At The Register, Alistair Dabbs gets around to talking about the next flying car fantasy after first getting his knob squeezed (it’s not what you think) and then trying to do a bit of measurement:
A short while ago, at the end of another 45 minutes of relentless, sweaty knob-tweaking, one of my fellow gym members asked how many calories she could expect to burn at each class. Aha, I like a challenge, and so I decided to use my access to various wearable tech devices in order to find an answer to this question.
Well, I suppose it was a bright idea: the difficult bit was in implementing it.
Bound up by a host of bands and straps, I looked like a cross between a Running Man baddie and a punk reject hanging around Vivienne Westwood’s shop on the King’s Road in 1976. Yet I am tech gladiator incarnate, I told myself. I am Ali-Stor of Bromlar, son of Al-An, defiler of words, wearer of strap-ons, tweaker of knobs!
Maybe the developers of these fitness trackers thought it would be a good idea too. As it turns out, their implementation leaves a little to be desired. Every device measured and calculated my physical effort in a different way, producing wildly different results.

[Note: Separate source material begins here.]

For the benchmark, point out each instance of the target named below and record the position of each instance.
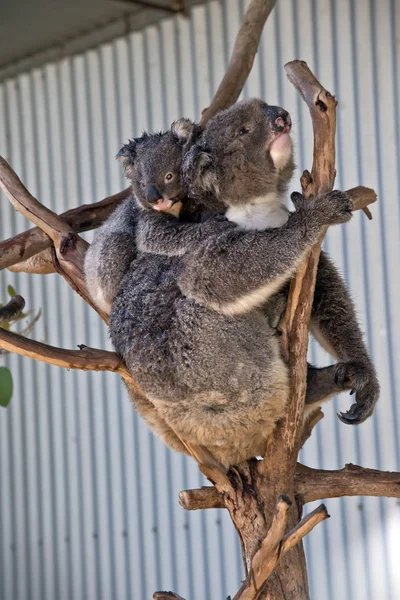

One heart-and-respiration monitor strapped across my chest reckoned I had burnt around 800 calories during the spin class. Another tracker reported a more modest 500 for the same session, with others suggesting various figures in between.
Best of all was my trusty Fitbit, which told me I’d been sitting down and doing nothing for those 45 minutes. No problem, I can simply use the app to log this period in my exercise record as a spin class and let its online database calculate a typical burn for the period.
Oh thanks a bunch, Fitbit. That’s the same as for a 20-minute stroll between my house and the local train station. Next time I consider attending a spin class, maybe I’ll go full-on and nip out to the newsagent instead. It’ll use up more calories and my tender knob can be left unsqueezed.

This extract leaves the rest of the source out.